Up until very recently, conventional wisdom said the champion had outgrown 170-pounds and that “something interesting” would be to have St. Pierre move up to middleweight to challenge the UFC’s other supremely dominant champion – Anderson Silva – in a superfight to determine the world’s consensus No. 1-ranked pound-for-pound fighter. That sounds fun, but St. Pierre has been reluctant to leave welterweight behind, saying putting on the extra weight would make it impossible for him to return to his natural weight class.


With Zuffa, LLC’s recent acquisition of Strikeforce however, a new option has emerged: Just have GSP fight Nick Diaz.

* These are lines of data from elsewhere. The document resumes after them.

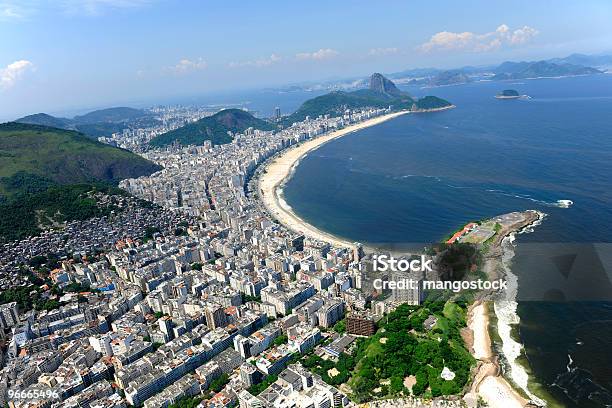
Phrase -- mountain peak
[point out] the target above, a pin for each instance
(380, 84)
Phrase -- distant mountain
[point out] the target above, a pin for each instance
(103, 122)
(414, 73)
(539, 69)
(384, 86)
(114, 115)
(48, 176)
(585, 60)
(381, 93)
(47, 120)
(452, 77)
(32, 153)
(214, 128)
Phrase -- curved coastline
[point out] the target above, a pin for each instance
(280, 169)
(490, 382)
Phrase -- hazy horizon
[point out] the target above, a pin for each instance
(72, 56)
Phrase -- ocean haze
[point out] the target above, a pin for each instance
(418, 177)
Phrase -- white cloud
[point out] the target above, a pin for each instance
(378, 52)
(258, 63)
(473, 42)
(323, 53)
(13, 72)
(186, 66)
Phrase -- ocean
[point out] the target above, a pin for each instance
(414, 179)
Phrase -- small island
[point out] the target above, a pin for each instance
(508, 94)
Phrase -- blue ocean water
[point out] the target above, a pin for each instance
(420, 176)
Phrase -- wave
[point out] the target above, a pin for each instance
(578, 385)
(507, 316)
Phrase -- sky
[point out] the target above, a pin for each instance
(63, 55)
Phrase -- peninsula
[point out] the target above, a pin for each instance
(279, 169)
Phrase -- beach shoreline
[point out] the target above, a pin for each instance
(280, 168)
(490, 381)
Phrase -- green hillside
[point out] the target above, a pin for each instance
(213, 128)
(102, 122)
(31, 153)
(48, 175)
(47, 120)
(381, 93)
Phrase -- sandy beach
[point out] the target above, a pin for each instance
(488, 383)
(279, 169)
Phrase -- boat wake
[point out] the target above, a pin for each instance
(507, 316)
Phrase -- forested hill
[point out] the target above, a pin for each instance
(214, 128)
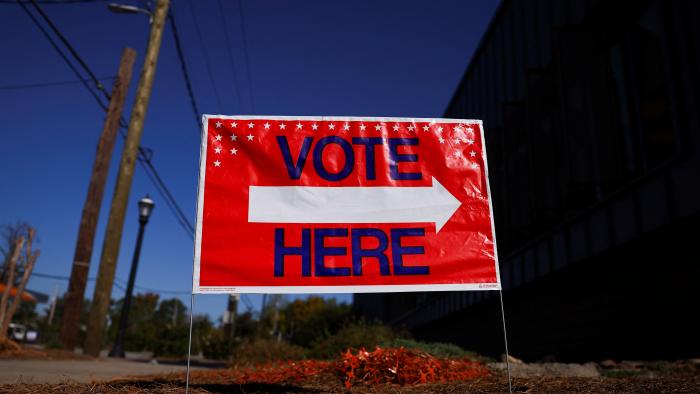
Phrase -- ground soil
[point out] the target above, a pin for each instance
(326, 384)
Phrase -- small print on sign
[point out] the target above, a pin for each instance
(343, 205)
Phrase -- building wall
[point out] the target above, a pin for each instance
(592, 126)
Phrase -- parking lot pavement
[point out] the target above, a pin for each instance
(55, 371)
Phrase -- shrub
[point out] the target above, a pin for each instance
(353, 335)
(265, 350)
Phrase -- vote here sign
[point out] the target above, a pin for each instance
(339, 204)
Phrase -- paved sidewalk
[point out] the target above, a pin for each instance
(56, 371)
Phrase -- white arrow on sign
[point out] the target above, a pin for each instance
(378, 204)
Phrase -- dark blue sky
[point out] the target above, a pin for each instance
(343, 58)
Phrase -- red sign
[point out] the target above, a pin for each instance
(335, 205)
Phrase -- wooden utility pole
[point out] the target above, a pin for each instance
(93, 201)
(113, 235)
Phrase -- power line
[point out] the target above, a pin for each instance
(50, 2)
(48, 84)
(52, 276)
(63, 56)
(245, 55)
(144, 154)
(205, 54)
(230, 53)
(183, 66)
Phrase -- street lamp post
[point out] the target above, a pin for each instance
(145, 208)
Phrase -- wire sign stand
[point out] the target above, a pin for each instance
(408, 199)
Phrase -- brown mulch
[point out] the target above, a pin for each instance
(492, 384)
(10, 350)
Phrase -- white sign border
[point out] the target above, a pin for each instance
(197, 289)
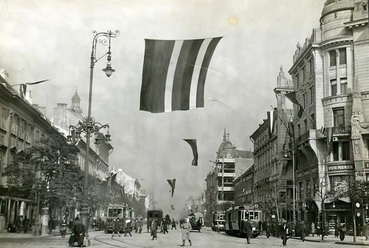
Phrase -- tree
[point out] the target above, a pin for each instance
(48, 168)
(356, 190)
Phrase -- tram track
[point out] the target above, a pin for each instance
(102, 239)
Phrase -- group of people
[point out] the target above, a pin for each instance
(19, 225)
(135, 225)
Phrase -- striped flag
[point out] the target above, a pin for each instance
(174, 74)
(172, 183)
(193, 144)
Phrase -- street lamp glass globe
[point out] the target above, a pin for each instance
(108, 70)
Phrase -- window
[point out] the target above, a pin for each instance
(333, 87)
(342, 52)
(345, 150)
(341, 151)
(332, 58)
(311, 66)
(339, 117)
(343, 85)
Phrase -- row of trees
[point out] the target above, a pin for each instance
(49, 172)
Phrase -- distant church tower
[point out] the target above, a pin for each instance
(64, 116)
(76, 103)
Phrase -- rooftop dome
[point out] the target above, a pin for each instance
(226, 147)
(76, 97)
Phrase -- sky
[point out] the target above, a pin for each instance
(51, 39)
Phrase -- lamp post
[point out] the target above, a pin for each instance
(88, 125)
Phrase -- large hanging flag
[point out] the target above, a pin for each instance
(174, 73)
(172, 183)
(193, 145)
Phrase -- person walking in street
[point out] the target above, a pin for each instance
(154, 230)
(63, 228)
(303, 230)
(336, 231)
(174, 225)
(128, 228)
(366, 230)
(78, 233)
(312, 228)
(248, 230)
(115, 227)
(186, 228)
(267, 230)
(25, 224)
(165, 226)
(140, 225)
(148, 225)
(284, 235)
(342, 230)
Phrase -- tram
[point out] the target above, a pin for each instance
(155, 215)
(235, 218)
(115, 212)
(218, 221)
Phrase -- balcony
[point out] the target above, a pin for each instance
(225, 188)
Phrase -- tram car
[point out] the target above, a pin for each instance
(196, 221)
(155, 215)
(115, 213)
(218, 222)
(235, 218)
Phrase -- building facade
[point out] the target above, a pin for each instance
(331, 78)
(21, 126)
(229, 164)
(273, 167)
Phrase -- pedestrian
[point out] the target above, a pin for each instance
(154, 230)
(50, 224)
(128, 228)
(303, 230)
(285, 232)
(148, 225)
(312, 228)
(248, 230)
(336, 231)
(342, 230)
(174, 225)
(165, 226)
(140, 225)
(267, 230)
(297, 229)
(186, 228)
(36, 226)
(63, 228)
(18, 224)
(366, 230)
(135, 224)
(115, 227)
(78, 233)
(326, 230)
(25, 224)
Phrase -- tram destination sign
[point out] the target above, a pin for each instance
(340, 167)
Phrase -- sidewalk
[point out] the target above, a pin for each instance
(349, 240)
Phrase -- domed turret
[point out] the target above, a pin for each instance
(334, 16)
(226, 148)
(76, 103)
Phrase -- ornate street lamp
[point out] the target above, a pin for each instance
(88, 125)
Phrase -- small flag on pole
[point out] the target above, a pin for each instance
(193, 145)
(172, 183)
(174, 73)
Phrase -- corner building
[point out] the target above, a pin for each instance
(331, 78)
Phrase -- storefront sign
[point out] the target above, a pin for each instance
(340, 167)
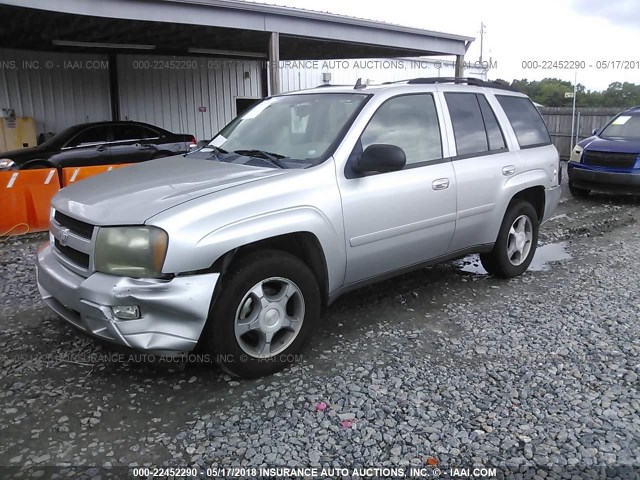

It’s beautifully simple, actually. Diaz has been nearly as dominant in his admittedly smaller pond as St. Pierre has been in his Octagonal one. St. Pierre just defeated Diaz’s teammate (Shields) and Diaz has been pretty vocal recently in his complaints that Strikeforce doesn’t really have anyone for him to fight. There’s also the matter of their styles: Diaz might have an advantage over GSP in the standup and the submission skills to make things interesting on the ground. He’s also not the type of guy to let St. Pierre coast to another decision. The only sticking point could be making the contacts work, but with Zuffa now the rightful owner of Strikeforce, you have to believe the lawyers will be able to figure it out.


Seems like a great idea, right? Well, there is – of course – a problem. That problem, as it almost always is, is Nick Diaz.


Diaz has been so disgruntled with Strikeforce that after his most recent title defense against Paul Daley last month he threatened to quit the sport entirely. At the very least, Diaz has talked of taking some time away from MMA to pursue a big-money boxing match this summer. Former champion Jeff Lacy has even been mentioned as a possible opponent.


Naturally, the bigwigs at Zuffa have a vested interest in making sure that doesn’t happen. Word is, Dana White will fly to Stockton, Calif., this week to meet with Diaz to see if there is “anything he can do” to make the notorious malcontent “happy.”


You can bet he’ll have an awfully big bargaining chip stashed in his pocket: A possible fight with St. Pierre.